〇日頃聴けない内容のお話でした。国が支援しているという点が素晴らしいと思った。里中先生の「ボランティアで続けるのには限界がある。」というお話も,すごく納得できました。
〇 「支援される、支援する」だけではなく、お互いが当事者として活動できている点、それを自信を持って提供できている団体の状況を知ることができたこと。
〇台湾の新住民を地域でサポートしていこうとする気もちが,台湾の方々の温かさだと感じました。
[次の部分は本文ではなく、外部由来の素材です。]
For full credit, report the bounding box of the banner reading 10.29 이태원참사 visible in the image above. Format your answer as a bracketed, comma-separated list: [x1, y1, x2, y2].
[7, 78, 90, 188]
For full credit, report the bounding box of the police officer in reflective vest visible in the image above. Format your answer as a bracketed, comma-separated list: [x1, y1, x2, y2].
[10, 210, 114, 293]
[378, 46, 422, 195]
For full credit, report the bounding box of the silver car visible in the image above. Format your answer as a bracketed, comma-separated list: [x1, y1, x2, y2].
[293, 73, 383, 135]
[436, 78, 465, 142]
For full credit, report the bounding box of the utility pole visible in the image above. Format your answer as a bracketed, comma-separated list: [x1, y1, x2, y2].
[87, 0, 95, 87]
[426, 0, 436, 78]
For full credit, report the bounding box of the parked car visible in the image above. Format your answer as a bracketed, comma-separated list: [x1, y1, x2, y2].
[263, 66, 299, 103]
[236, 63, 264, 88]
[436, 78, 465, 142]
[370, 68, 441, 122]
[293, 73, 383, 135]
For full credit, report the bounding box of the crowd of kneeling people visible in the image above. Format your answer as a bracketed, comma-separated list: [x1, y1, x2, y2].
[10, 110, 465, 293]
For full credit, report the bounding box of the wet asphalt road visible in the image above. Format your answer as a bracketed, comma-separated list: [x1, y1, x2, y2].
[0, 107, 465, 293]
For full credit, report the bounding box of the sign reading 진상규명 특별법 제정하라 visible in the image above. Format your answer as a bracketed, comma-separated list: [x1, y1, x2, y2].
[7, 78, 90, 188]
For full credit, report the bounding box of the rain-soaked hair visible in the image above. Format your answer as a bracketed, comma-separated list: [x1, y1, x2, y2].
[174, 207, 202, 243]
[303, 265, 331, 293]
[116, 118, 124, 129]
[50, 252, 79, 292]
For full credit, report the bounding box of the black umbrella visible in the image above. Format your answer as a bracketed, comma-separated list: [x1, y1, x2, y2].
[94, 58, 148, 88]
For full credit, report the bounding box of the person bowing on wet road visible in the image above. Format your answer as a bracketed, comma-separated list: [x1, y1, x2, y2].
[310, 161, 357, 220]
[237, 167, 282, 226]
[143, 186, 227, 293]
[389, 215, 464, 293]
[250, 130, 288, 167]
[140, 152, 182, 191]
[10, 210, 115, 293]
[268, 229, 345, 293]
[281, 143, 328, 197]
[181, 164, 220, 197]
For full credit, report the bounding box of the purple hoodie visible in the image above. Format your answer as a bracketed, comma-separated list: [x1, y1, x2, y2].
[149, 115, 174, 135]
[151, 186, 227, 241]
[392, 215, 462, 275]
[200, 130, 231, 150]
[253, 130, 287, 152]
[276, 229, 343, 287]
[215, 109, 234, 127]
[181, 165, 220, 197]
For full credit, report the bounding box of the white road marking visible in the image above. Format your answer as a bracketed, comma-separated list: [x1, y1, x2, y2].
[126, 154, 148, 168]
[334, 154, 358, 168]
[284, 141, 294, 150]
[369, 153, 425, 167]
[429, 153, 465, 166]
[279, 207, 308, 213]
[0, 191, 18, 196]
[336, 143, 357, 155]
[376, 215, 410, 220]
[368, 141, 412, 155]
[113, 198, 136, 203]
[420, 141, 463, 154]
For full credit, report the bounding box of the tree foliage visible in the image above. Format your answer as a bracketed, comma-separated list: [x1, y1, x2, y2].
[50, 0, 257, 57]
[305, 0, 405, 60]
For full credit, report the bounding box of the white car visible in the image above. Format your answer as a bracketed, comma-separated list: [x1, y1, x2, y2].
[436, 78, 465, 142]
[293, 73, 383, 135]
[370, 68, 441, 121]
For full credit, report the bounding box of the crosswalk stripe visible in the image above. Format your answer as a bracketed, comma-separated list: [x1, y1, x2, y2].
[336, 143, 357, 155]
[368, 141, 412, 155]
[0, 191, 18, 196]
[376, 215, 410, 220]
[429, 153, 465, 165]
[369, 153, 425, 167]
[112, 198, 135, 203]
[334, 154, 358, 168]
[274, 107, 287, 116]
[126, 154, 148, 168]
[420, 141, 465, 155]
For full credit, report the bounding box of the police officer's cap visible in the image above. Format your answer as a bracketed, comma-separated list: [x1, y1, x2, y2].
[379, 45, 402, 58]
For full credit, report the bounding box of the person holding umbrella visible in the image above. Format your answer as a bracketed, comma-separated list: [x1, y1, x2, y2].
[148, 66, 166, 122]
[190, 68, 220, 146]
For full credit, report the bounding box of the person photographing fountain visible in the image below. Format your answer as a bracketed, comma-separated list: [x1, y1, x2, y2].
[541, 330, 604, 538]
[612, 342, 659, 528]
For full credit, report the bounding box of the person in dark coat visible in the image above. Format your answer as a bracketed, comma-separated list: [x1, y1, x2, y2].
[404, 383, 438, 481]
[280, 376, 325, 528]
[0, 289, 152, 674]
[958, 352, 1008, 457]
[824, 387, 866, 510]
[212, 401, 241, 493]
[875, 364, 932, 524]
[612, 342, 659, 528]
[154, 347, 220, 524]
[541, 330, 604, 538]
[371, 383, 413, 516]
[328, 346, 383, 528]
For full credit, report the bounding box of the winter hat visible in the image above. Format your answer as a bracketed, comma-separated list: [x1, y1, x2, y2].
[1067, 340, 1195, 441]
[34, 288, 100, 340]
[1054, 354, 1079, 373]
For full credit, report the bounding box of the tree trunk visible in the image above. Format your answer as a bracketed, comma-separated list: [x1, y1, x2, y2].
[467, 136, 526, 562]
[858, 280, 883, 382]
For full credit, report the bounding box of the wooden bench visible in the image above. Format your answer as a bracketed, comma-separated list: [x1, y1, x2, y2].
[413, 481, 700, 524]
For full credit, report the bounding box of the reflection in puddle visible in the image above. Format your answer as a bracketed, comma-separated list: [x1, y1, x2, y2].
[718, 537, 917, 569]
その気持ちを私も今後に活かしたいです!
台湾の取り組みのように、わたしたちも支援する側と支援される側ということでなく、一人ひとりが活躍できる住みやすいまちづくりのために活動できればいいですね♡これからも、みんなが笑顔で暮すことができるよう、みなさんと一緒に考え、未来のためにできることは何か?今後もみなさんと一緒に考えていきたいと思います。